Neil Harris wrote:
> Andrew Dunbar wrote:
>   
>> 2009/6/20 Jaska Zedlik <[email protected]>:
>>   
>>     
>>> Hello,
>>> On Fri, Jun 19, 2009 at 20:31, Rolf Lampa <[email protected]> wrote:
>>>
>>>     
>>>       
>>>> Jaska Zedlik skrev:
>>>> <...>
>>>>       
>>>>         
>>>>> The code of the override function is the following:
>>>>>
>>>>> function stripForSearch( $string ) {
>>>>>   $s = $string;
>>>>>   $s = preg_replace( '/\xe2\x80\x99/', '\'', $s );
>>>>>   return parent::stripForSearch( $s );
>>>>> }
>>>>>         
>>>>>           
>>>> I'm not a PHP programmer, but why using the extra assignment of $s
>>>> instead of using $string directly in the parent call, like so:
>>>>
>>>> function stripForSearch( $string ) {
>>>>     $s = preg_replace( '/\xe2\x80\x99/', '\'', $string );
>>>>     return parent::stripForSearch( $s );
>>>> }
>>>>
>>>>       
>>>>         
>>> Really, you are right, for the real function all these redundant assignments
>>> should be strepped for the productivity purposes, I just used a framework
>>> from the Japanese language class which does soma Japanese-specific
>>> reduction, but I agree with your notice.
>>>     
>>>       
>> The username anti-spoofing code already knows about a lot of "looks similar"
>> characters which may be of some help.
>>
>> Andrew Dunbar (hippietrail)
>>
>>
>>   
>>     
> Of itself, the username anti-spoofing code table -- which I originally 
> wrote -- is rather too thorough for this purpose, since it deliberately 
> errs on the side of mapping even vaguely similar-looking characters to 
> one another, regardless of character type and script system,and this, 
> combined with case-folding and transitivity, leads to some apparently 
> bizarre mappings that are of no practical use for any other application.
>
> If you're interested, I can take a look at producing a more limited 
> punctuation-only version.
>
> -- Neil
>
>   
http://www.unicode.org/reports/tr39/data/confusables.txt is probably the 
single best source for information about visual confusables.
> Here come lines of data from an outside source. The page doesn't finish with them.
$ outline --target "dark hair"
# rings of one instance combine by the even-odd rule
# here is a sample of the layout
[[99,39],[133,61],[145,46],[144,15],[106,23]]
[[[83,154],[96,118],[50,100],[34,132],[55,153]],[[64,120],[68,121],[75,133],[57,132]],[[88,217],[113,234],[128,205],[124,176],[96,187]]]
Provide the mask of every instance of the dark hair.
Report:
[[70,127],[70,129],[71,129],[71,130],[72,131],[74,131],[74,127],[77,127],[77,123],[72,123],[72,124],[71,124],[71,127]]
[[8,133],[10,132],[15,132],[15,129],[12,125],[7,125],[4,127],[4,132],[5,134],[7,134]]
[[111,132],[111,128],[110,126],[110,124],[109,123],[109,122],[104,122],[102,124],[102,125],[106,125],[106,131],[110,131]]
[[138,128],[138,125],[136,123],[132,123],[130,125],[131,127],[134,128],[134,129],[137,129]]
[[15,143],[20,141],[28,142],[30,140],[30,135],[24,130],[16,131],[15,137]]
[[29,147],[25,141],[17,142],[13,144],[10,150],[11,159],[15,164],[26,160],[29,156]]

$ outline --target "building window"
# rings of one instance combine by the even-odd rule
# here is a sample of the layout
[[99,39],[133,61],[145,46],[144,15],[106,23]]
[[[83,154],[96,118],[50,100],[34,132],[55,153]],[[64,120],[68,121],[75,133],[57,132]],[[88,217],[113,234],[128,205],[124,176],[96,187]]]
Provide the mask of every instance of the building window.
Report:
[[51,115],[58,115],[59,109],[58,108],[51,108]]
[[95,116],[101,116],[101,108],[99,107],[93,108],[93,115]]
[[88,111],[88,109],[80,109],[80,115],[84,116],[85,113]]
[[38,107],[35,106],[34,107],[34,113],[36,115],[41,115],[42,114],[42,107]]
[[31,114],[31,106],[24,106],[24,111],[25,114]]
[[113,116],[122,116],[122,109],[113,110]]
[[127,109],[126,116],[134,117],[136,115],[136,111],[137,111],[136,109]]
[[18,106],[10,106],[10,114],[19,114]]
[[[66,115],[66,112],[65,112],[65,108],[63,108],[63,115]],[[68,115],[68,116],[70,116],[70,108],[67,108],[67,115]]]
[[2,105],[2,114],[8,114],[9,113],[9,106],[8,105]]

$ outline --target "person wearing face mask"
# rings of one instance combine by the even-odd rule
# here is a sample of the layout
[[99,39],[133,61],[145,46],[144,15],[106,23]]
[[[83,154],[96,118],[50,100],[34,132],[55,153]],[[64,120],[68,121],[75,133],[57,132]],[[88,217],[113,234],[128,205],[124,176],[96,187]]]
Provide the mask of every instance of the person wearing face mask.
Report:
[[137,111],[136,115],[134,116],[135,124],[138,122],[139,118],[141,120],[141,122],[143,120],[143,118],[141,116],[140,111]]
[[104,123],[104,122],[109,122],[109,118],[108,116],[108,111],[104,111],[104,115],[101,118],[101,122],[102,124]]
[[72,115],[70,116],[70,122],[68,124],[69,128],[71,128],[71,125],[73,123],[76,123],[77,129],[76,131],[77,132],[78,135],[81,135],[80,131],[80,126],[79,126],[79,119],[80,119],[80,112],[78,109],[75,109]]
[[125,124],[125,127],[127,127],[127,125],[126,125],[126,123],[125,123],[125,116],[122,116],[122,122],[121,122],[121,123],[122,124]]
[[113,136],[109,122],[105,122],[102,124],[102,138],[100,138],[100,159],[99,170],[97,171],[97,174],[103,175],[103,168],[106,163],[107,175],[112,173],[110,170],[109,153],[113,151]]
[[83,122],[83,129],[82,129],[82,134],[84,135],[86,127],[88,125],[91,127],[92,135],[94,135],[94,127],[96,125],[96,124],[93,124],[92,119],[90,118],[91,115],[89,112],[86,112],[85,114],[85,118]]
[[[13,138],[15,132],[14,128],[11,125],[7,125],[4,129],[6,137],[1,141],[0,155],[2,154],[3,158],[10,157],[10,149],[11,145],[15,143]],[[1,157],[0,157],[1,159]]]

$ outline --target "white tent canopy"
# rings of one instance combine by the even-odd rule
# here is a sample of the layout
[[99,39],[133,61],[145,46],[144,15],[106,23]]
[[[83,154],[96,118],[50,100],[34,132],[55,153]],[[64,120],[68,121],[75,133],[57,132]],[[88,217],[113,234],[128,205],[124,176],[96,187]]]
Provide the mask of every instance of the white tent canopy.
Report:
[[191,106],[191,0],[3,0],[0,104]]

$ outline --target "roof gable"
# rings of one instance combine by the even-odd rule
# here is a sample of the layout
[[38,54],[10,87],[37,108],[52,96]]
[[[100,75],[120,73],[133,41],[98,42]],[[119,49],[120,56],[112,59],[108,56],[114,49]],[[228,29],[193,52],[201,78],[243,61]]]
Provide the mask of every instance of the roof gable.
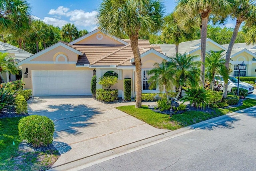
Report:
[[70,45],[79,44],[127,45],[128,43],[115,36],[110,35],[106,32],[98,29],[69,43]]
[[20,66],[24,64],[26,64],[27,62],[29,61],[30,61],[33,60],[33,59],[40,56],[41,56],[41,55],[43,55],[44,54],[47,53],[59,46],[62,46],[68,49],[68,50],[69,50],[72,52],[73,52],[77,54],[78,55],[83,55],[84,54],[81,52],[75,49],[74,49],[71,48],[71,47],[66,45],[65,44],[64,44],[62,42],[59,42],[51,46],[50,46],[48,48],[47,48],[42,51],[39,52],[37,53],[36,54],[35,54],[34,55],[32,55],[30,57],[26,59],[19,62],[18,64],[19,66]]

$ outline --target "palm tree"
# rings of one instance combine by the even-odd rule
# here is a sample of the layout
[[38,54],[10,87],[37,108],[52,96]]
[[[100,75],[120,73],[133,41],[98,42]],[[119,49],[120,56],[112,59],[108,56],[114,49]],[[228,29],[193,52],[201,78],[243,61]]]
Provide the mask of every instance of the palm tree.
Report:
[[154,67],[148,72],[149,74],[153,74],[149,82],[150,83],[150,89],[158,86],[159,90],[164,91],[166,94],[167,101],[169,101],[168,92],[172,89],[172,86],[174,85],[174,74],[175,71],[170,67],[169,63],[166,60],[163,60],[161,64],[156,62]]
[[166,43],[175,44],[176,54],[178,53],[180,43],[193,39],[192,33],[194,31],[192,27],[190,27],[189,30],[179,25],[177,21],[177,14],[171,13],[164,18],[164,25],[161,35],[162,39]]
[[[204,85],[207,24],[210,16],[224,18],[230,13],[231,4],[228,0],[178,0],[176,12],[186,21],[197,18],[201,28],[201,77],[203,87]],[[196,21],[195,20],[195,21]]]
[[62,38],[68,38],[70,42],[72,41],[72,38],[77,38],[79,35],[78,31],[76,27],[74,24],[68,23],[63,26],[61,29],[60,34]]
[[44,41],[46,32],[47,24],[43,21],[37,20],[33,21],[32,24],[31,35],[30,38],[32,42],[36,44],[36,52],[39,51],[39,42]]
[[[250,26],[256,20],[256,3],[254,0],[234,0],[231,17],[236,19],[236,26],[233,32],[230,42],[228,45],[226,56],[226,68],[228,69],[231,51],[235,43],[237,34],[242,22],[246,21],[247,26]],[[228,92],[228,82],[224,84],[223,97],[226,98]]]
[[8,53],[0,52],[0,77],[4,82],[2,72],[10,72],[13,74],[19,73],[18,65],[15,63],[15,58],[8,55]]
[[156,33],[163,23],[164,7],[159,0],[103,0],[98,22],[101,29],[120,37],[127,34],[134,58],[136,70],[135,107],[141,107],[141,60],[138,40],[140,31]]
[[175,57],[170,58],[170,65],[172,69],[175,71],[175,79],[179,90],[176,98],[180,96],[182,86],[185,82],[188,81],[192,86],[198,85],[198,80],[200,76],[200,70],[198,67],[201,62],[194,62],[194,60],[197,56],[186,56],[185,53],[182,55],[178,53]]
[[206,55],[205,58],[206,76],[211,83],[210,88],[212,90],[216,74],[222,76],[225,82],[228,82],[228,70],[225,66],[226,60],[224,54],[222,54],[222,52],[215,52],[211,51],[210,54]]

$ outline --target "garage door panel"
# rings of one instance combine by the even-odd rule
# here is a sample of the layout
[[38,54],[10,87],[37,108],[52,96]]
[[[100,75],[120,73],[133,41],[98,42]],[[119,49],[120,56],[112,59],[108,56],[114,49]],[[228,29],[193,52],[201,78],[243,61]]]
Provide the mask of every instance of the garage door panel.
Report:
[[92,71],[32,71],[34,95],[91,95]]

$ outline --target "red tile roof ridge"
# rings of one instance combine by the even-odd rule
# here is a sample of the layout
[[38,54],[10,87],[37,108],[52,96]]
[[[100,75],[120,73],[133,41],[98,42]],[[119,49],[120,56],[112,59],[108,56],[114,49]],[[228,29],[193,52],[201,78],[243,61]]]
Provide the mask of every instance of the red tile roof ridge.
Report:
[[124,49],[124,48],[130,46],[131,44],[128,44],[127,45],[125,46],[123,46],[121,48],[120,48],[114,51],[113,52],[112,52],[112,53],[111,53],[105,56],[103,56],[102,57],[101,57],[101,58],[100,58],[100,59],[99,59],[98,60],[96,60],[96,61],[95,61],[94,62],[93,62],[92,63],[92,64],[91,64],[91,65],[93,65],[94,64],[95,64],[97,62],[98,62],[99,61],[100,61],[101,60],[102,60],[106,58],[107,58],[108,56],[109,56],[110,55],[112,55],[116,52],[119,52],[121,50]]

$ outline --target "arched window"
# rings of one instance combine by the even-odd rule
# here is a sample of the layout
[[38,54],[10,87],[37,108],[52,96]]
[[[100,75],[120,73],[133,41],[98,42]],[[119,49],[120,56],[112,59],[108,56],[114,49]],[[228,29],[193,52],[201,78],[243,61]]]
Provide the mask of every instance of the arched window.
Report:
[[118,78],[118,74],[116,73],[116,72],[113,71],[108,71],[107,72],[106,72],[103,75],[103,76],[114,76],[115,77]]

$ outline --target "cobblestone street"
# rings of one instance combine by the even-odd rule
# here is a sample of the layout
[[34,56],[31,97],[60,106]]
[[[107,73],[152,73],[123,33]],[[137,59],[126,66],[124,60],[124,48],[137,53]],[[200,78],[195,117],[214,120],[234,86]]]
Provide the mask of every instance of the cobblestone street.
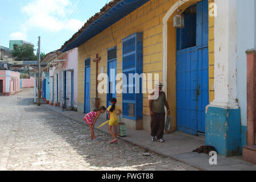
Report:
[[[33,89],[0,97],[0,170],[197,170],[33,104]],[[144,154],[144,155],[143,155]]]

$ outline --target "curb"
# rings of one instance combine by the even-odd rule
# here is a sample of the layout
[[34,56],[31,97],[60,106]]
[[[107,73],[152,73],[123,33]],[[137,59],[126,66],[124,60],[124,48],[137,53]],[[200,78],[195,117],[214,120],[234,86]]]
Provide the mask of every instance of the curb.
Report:
[[[56,111],[55,111],[54,110],[51,109],[50,109],[50,108],[49,108],[49,107],[46,107],[46,106],[44,106],[44,105],[42,105],[42,106],[44,106],[45,108],[48,109],[49,109],[49,110],[51,110],[51,111],[54,111],[54,112],[56,112],[56,113],[59,113],[59,114],[62,114],[63,115],[64,115],[64,116],[65,116],[65,117],[67,117],[69,118],[70,119],[73,119],[73,120],[74,120],[74,121],[75,121],[79,122],[79,123],[85,124],[85,122],[82,122],[82,121],[79,121],[79,120],[76,119],[75,119],[75,118],[72,118],[71,116],[66,115],[63,114],[63,113],[61,113],[61,112]],[[95,128],[95,129],[97,130],[98,130],[98,131],[103,132],[103,133],[105,133],[105,134],[109,134],[109,133],[107,133],[107,132],[106,132],[106,131],[101,130],[98,129],[97,129],[97,128]],[[194,165],[193,165],[193,164],[189,164],[189,163],[187,163],[184,162],[184,161],[182,160],[178,159],[177,159],[177,158],[174,158],[174,157],[173,157],[173,156],[172,156],[166,155],[165,155],[165,154],[162,154],[161,152],[155,152],[155,151],[153,151],[153,150],[151,150],[151,149],[150,149],[150,148],[147,148],[147,147],[142,147],[142,146],[140,146],[140,145],[139,145],[139,144],[138,144],[134,143],[133,143],[132,142],[130,142],[130,141],[129,141],[129,140],[126,140],[125,139],[123,138],[123,137],[121,137],[121,136],[117,136],[117,137],[118,138],[119,138],[119,139],[121,139],[121,140],[122,140],[123,141],[124,141],[124,142],[127,142],[127,143],[130,143],[130,144],[132,144],[132,145],[134,146],[137,146],[137,147],[139,147],[139,148],[142,148],[142,149],[144,149],[144,150],[147,150],[148,151],[149,151],[149,152],[151,152],[151,153],[153,153],[153,154],[156,154],[156,155],[159,155],[159,156],[162,156],[162,157],[164,157],[164,158],[171,158],[171,159],[173,159],[173,160],[175,160],[175,161],[179,162],[181,162],[181,163],[184,163],[184,164],[187,164],[187,165],[189,165],[189,166],[192,166],[192,167],[194,167],[194,168],[197,168],[197,169],[199,169],[199,170],[200,170],[200,171],[207,171],[207,170],[206,170],[205,169],[203,169],[203,168],[199,168],[199,167],[195,166],[194,166]]]

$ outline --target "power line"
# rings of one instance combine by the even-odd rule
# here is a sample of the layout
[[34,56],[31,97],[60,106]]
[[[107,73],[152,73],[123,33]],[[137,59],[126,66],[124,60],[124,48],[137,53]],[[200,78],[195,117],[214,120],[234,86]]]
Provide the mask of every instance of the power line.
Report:
[[[44,46],[48,46],[50,44],[50,43],[51,43],[51,42],[54,40],[54,38],[56,38],[57,36],[58,36],[61,32],[62,32],[62,31],[64,30],[64,27],[66,26],[66,25],[67,24],[67,23],[69,23],[69,20],[70,20],[70,19],[72,18],[73,15],[74,15],[74,13],[75,11],[77,11],[78,9],[77,9],[78,8],[79,5],[81,4],[81,3],[83,1],[83,0],[81,0],[80,2],[79,2],[79,3],[77,5],[76,8],[74,10],[73,13],[71,14],[71,16],[69,17],[68,20],[66,22],[66,23],[63,26],[63,27],[61,28],[61,30],[57,32],[57,34],[47,43],[43,44]],[[85,1],[84,1],[82,3],[82,4],[81,5],[81,7],[82,7],[82,5],[83,4],[83,3],[85,2]],[[77,10],[77,11],[76,11]]]

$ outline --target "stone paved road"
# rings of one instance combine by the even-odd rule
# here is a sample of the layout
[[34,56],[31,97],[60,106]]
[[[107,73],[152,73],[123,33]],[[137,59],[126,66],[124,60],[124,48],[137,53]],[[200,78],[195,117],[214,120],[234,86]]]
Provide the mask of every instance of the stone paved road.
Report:
[[0,170],[197,170],[33,105],[33,89],[0,97]]

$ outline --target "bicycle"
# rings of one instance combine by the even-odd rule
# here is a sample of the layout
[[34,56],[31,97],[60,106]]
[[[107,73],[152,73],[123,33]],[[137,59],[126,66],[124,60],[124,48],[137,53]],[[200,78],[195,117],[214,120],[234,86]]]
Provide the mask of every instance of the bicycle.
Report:
[[64,98],[64,103],[62,104],[62,111],[63,111],[65,110],[65,109],[67,109],[66,106],[66,101],[67,100],[69,100],[69,98],[67,97],[67,98],[62,97],[62,98]]

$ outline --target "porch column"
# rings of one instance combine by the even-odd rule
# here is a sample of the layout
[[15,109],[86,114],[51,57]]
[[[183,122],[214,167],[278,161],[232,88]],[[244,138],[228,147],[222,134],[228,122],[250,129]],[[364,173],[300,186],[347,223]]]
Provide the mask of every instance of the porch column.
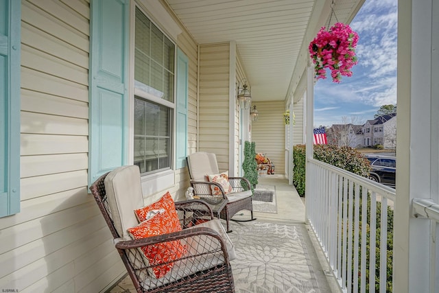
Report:
[[[309,187],[313,184],[311,178],[311,171],[308,164],[308,159],[313,158],[313,126],[314,124],[314,67],[309,65],[307,69],[307,119],[306,124],[304,126],[305,129],[305,142],[306,149],[306,176],[305,176],[305,196]],[[305,219],[307,222],[308,211],[311,207],[309,207],[309,200],[305,199]]]
[[294,126],[293,113],[294,113],[294,97],[292,97],[289,102],[289,145],[288,145],[288,184],[293,185],[293,138],[294,137]]
[[438,11],[437,1],[431,0],[398,3],[395,292],[438,292],[434,283],[437,245],[430,246],[436,225],[414,218],[411,208],[414,198],[439,202]]

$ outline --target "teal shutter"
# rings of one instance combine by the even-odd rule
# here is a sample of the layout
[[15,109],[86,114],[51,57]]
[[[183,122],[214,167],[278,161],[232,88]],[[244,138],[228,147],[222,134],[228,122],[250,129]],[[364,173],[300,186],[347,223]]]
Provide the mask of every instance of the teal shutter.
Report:
[[187,91],[188,91],[187,57],[177,49],[177,105],[176,123],[176,168],[186,166],[187,155]]
[[91,3],[88,184],[128,163],[128,1]]
[[0,0],[0,217],[20,211],[21,5]]

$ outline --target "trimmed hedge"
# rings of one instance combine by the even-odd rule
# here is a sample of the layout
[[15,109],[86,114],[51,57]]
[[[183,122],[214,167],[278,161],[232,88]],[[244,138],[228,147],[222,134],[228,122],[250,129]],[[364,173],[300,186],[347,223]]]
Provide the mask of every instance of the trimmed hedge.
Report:
[[[293,150],[293,184],[300,196],[305,196],[305,145],[295,145]],[[363,177],[369,176],[369,161],[361,152],[350,147],[316,145],[314,159]]]

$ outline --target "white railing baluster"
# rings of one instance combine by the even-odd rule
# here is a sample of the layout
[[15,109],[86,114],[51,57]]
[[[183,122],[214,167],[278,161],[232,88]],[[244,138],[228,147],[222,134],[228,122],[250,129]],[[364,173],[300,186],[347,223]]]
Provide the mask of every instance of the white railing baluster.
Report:
[[360,292],[366,292],[366,260],[367,257],[367,226],[368,226],[368,194],[369,190],[363,187],[361,194],[361,268],[360,272],[361,279],[360,282]]
[[385,293],[387,285],[387,198],[381,198],[381,223],[379,247],[379,292]]
[[342,224],[343,220],[343,176],[338,178],[338,226],[337,229],[338,247],[337,250],[337,279],[342,280]]
[[349,198],[348,200],[348,275],[346,277],[348,292],[352,292],[352,233],[354,217],[353,217],[353,204],[354,204],[354,186],[353,182],[349,180]]
[[370,237],[369,237],[369,293],[375,292],[375,261],[377,252],[377,193],[370,196]]
[[[393,204],[389,205],[388,200],[394,204],[395,190],[314,159],[309,159],[307,163],[310,165],[307,169],[309,174],[307,176],[312,176],[310,182],[313,183],[312,186],[307,187],[307,220],[342,291],[375,292],[377,281],[375,266],[379,261],[379,292],[386,292],[387,211],[388,206],[393,209]],[[379,195],[378,199],[377,194]],[[378,259],[376,257],[377,200],[381,204]],[[414,209],[417,207],[414,215],[425,217],[427,215],[423,213],[429,209],[427,215],[437,215],[439,219],[439,205],[431,207],[429,205],[426,208],[427,204],[423,200],[425,201],[420,200],[419,203],[414,202]],[[434,270],[436,272],[436,268]],[[368,277],[368,284],[366,283]],[[431,285],[431,288],[434,286]]]
[[346,242],[348,241],[348,179],[343,178],[343,239],[342,243],[342,276],[343,278],[343,286],[342,289],[346,289],[346,263],[347,250]]
[[358,292],[358,254],[359,254],[359,184],[355,184],[354,194],[354,271],[353,271],[353,292]]

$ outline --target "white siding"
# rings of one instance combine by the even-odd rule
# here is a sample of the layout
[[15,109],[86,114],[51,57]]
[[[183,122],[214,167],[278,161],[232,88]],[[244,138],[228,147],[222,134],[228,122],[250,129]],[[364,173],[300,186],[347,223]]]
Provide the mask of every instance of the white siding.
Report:
[[285,170],[285,133],[283,101],[255,102],[258,121],[252,122],[252,141],[256,143],[256,152],[265,154],[274,164],[276,174]]
[[23,1],[21,211],[0,219],[0,288],[99,292],[125,270],[87,193],[89,8]]
[[229,43],[202,45],[200,57],[200,151],[217,155],[228,169]]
Staying entirely within the Latin punctuation repertoire, and avoiding 
combining characters and other exotica such as math characters and 
dingbats, you might want to consider the following characters as 
possible unintentional lookalikes for the apostrophe:

U+0027 APOSTROPHE
U+2019 RIGHT SINGLE QUOTATION MARK
U+2018 LEFT SINGLE QUOTATION MARK
U+201B SINGLE HIGH-REVERSED-9 QUOTATION MARK
U+2032 PRIME
U+00B4 ACUTE ACCENT
U+0060 GRAVE ACCENT
U+FF40 FULLWIDTH GRAVE ACCENT
U+FF07 FULLWIDTH APOSTROPHE

There are also lots of other characters that look like these from other 
languages, and various combining character combinations which could also 
look the same, but I doubt whether they would be generated in Latin text 
by accident.

Please check these against the actual code tables for reasonableness and 
accuracy before putting them in any code.